If we call #rebuild(u)# during a deletion, it is because $#q# > 2#n#$.
In this case, we have $#q#-#n#> #n#$ credits stored ``on the side,'' and
we use these to pay for the $O(#n#)$ time it takes to rebuild the root.
This completes the proof.
\end{proof}
\subsection{Summary}
The following theorem summarizes the performance of the #ScapegoatTree# data structure:
\begin{thm}\thmlabel{scapegoat}
A #ScapegoatTree# implements the #SSet# interface. Ignoring the cost
of #rebuild(u)# operations, a #ScapegoatTree# supports the operations
#add(x)#, #remove(x)#, and #find(x)# in $O(\log #n#)$ time per operation.

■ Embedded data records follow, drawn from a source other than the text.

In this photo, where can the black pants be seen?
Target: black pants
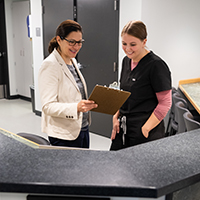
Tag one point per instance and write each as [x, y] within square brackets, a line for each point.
[134, 135]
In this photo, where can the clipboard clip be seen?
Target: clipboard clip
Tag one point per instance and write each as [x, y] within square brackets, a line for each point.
[114, 85]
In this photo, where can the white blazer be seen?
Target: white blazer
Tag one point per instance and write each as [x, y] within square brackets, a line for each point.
[60, 95]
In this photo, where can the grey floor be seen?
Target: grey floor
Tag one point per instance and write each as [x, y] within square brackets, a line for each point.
[17, 116]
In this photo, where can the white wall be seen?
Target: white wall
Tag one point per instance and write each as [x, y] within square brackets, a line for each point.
[36, 20]
[173, 34]
[11, 59]
[174, 31]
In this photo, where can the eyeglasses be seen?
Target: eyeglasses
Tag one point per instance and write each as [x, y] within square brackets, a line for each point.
[73, 42]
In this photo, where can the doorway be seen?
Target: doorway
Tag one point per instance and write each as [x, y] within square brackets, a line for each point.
[4, 80]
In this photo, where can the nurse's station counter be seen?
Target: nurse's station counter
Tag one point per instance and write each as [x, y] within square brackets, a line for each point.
[168, 168]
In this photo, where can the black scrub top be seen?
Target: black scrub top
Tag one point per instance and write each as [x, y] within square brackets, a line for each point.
[150, 76]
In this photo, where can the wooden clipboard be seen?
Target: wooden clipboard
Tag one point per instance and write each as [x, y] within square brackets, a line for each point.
[109, 100]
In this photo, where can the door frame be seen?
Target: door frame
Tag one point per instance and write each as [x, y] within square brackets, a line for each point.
[3, 44]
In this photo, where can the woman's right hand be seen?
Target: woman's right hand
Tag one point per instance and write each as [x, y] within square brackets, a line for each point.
[86, 105]
[115, 129]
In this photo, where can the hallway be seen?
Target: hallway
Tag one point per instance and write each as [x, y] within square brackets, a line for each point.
[17, 116]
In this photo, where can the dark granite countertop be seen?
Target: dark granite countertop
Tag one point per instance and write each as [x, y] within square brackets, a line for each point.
[153, 169]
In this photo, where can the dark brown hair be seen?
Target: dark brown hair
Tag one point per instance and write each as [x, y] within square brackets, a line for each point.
[136, 29]
[63, 30]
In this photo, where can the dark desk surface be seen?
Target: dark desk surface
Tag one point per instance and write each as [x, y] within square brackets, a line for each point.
[149, 170]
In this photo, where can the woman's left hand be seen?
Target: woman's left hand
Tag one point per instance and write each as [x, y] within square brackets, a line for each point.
[145, 132]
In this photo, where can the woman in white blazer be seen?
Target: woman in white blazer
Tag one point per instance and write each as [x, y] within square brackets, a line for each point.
[63, 92]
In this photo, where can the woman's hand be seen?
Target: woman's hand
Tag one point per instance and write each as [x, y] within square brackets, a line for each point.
[115, 129]
[145, 132]
[86, 105]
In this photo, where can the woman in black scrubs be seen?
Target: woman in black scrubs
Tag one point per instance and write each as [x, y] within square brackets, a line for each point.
[148, 78]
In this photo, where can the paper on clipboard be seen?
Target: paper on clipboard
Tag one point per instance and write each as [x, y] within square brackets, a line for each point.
[109, 100]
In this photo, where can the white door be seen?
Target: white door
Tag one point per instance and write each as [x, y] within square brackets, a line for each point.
[22, 48]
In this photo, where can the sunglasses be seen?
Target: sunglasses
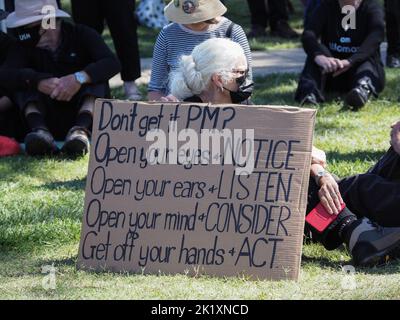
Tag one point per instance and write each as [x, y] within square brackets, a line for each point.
[242, 79]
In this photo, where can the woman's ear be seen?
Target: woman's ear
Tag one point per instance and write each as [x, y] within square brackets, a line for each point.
[217, 81]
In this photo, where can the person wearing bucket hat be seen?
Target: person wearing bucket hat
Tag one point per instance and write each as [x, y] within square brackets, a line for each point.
[56, 71]
[192, 22]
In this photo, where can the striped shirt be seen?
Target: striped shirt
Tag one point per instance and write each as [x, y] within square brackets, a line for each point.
[176, 40]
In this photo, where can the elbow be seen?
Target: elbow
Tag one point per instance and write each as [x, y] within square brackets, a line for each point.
[116, 67]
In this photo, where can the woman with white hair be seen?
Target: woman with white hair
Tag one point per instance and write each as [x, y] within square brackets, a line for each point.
[193, 22]
[215, 72]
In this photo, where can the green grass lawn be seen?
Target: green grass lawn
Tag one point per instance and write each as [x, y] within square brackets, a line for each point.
[41, 206]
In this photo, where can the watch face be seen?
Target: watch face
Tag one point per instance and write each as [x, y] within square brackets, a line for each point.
[80, 77]
[321, 173]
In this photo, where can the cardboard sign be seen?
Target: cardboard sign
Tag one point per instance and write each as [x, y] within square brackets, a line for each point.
[228, 212]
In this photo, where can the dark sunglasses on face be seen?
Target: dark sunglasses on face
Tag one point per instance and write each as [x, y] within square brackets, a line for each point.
[242, 79]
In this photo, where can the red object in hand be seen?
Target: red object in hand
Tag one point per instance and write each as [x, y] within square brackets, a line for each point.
[8, 147]
[320, 219]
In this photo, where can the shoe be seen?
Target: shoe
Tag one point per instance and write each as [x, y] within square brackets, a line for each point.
[40, 142]
[77, 142]
[309, 100]
[373, 245]
[132, 91]
[283, 30]
[358, 96]
[393, 61]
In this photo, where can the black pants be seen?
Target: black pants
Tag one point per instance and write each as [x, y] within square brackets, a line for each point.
[60, 116]
[120, 18]
[313, 81]
[11, 124]
[9, 5]
[392, 11]
[375, 195]
[261, 15]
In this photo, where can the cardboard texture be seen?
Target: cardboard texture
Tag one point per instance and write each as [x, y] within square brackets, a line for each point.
[199, 219]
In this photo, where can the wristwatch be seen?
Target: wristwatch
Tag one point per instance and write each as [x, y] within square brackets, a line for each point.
[81, 77]
[320, 174]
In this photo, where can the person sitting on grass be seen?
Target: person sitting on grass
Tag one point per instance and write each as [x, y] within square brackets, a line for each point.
[56, 72]
[343, 53]
[193, 23]
[5, 102]
[213, 73]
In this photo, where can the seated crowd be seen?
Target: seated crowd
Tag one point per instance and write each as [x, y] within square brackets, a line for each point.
[50, 78]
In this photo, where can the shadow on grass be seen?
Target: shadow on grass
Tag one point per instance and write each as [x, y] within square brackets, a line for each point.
[76, 184]
[392, 267]
[355, 156]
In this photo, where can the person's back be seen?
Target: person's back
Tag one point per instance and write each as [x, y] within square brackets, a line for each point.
[186, 32]
[343, 53]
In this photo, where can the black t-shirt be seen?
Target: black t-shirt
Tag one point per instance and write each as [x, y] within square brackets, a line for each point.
[5, 43]
[325, 34]
[81, 48]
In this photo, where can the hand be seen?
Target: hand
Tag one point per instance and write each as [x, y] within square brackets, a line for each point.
[346, 66]
[169, 98]
[47, 86]
[328, 64]
[318, 157]
[329, 194]
[395, 137]
[66, 89]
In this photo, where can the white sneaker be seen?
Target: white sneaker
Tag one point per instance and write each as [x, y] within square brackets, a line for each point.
[132, 91]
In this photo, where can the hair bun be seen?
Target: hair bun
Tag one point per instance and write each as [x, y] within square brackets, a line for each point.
[193, 78]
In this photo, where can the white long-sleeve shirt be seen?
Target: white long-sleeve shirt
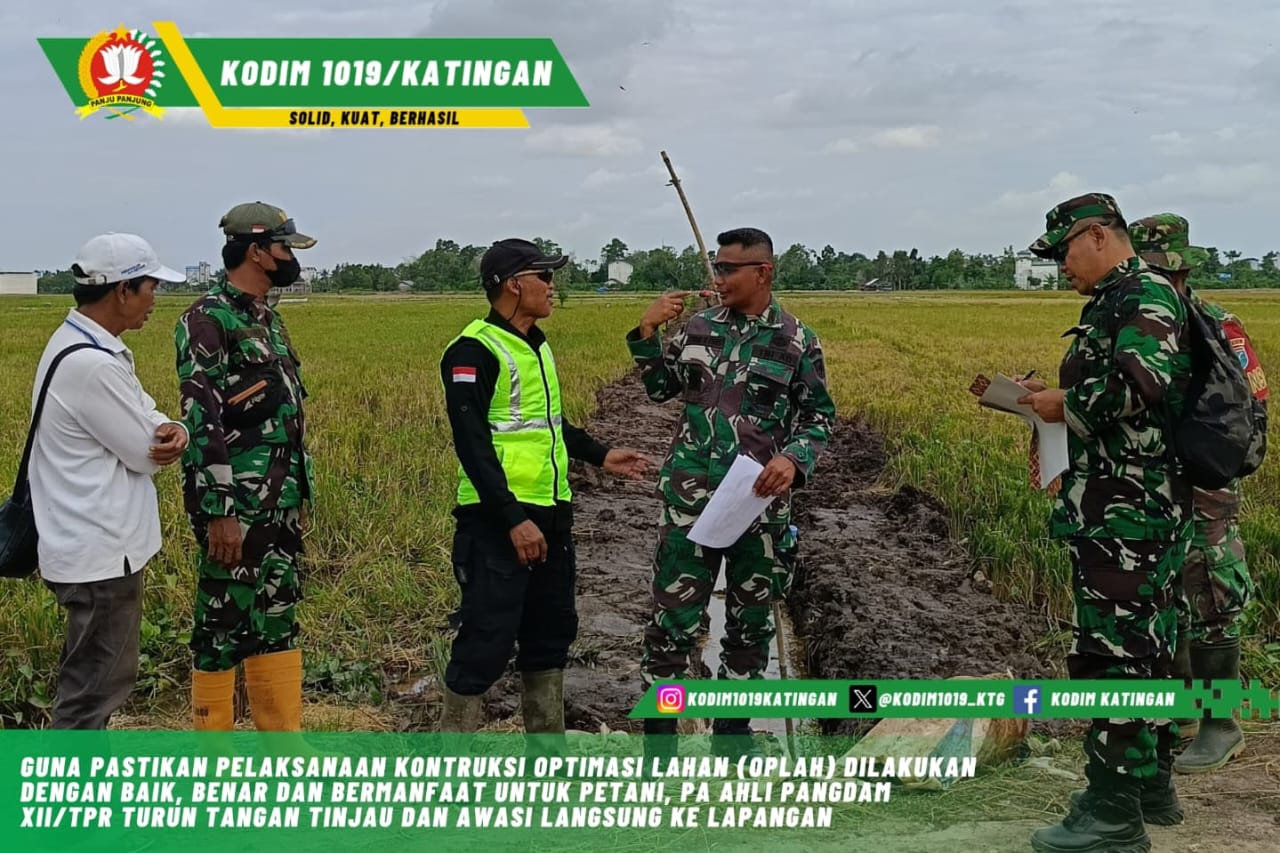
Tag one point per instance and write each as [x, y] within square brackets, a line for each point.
[91, 488]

Furthermore, beginning with an empty #ScapegoatTree#, any sequence of $m$
#add(x)# and #remove(x)# operations results in a total of $O(m\log m)$
time spent during all calls to #rebuild(u)#.
\end{thm}
\section{Discussion and Exercises}
The term \emph{scapegoat tree} is due to Galperin and Rivest \cite{gr93},
who define and analyze these trees. However, the same structure
was discovered earlier by Andersson \cite{a89,a99}, who called them
\emph{general balanced trees}
\index{general balanced tree}%
since they can have any shape as long as
their height is small.
Experimenting with the #ScapegoatTree# implementation will reveal that
it is often considerably slower than the other #SSet# implementations
in this book. This may be somewhat surprising, since height bound of
\[
\log_{3/2}#q# \approx 1.709\log #n# + O(1)
\]
is better than the expected length of a search path in a #Skiplist# and
not too far from that of a #Treap#. The implementation could be optimized
by storing the sizes of subtrees explicitly at each node or by reusing
already computed subtree sizes (Exercises~\ref{exc:scapegoat-quicksize}
and \ref{exc:scapegoat-explicitsize}). Even with these optimizations,
there will always be sequences of #add(x)# and #delete(x)# operation for
which a #ScapegoatTree# takes longer than other #SSet# implementations.
This gap in performance is due to the fact that, unlike the other #SSet#
implementations discussed in this book, a #ScapegoatTree# can spend a lot
of time restructuring itself. \excref{scapegoat-nlogn} asks you to prove
that there are sequences of #n# operations in which a #ScapegoatTree#
will spend on the order of $#n#\log #n#$ time in calls to #rebuild(u)#.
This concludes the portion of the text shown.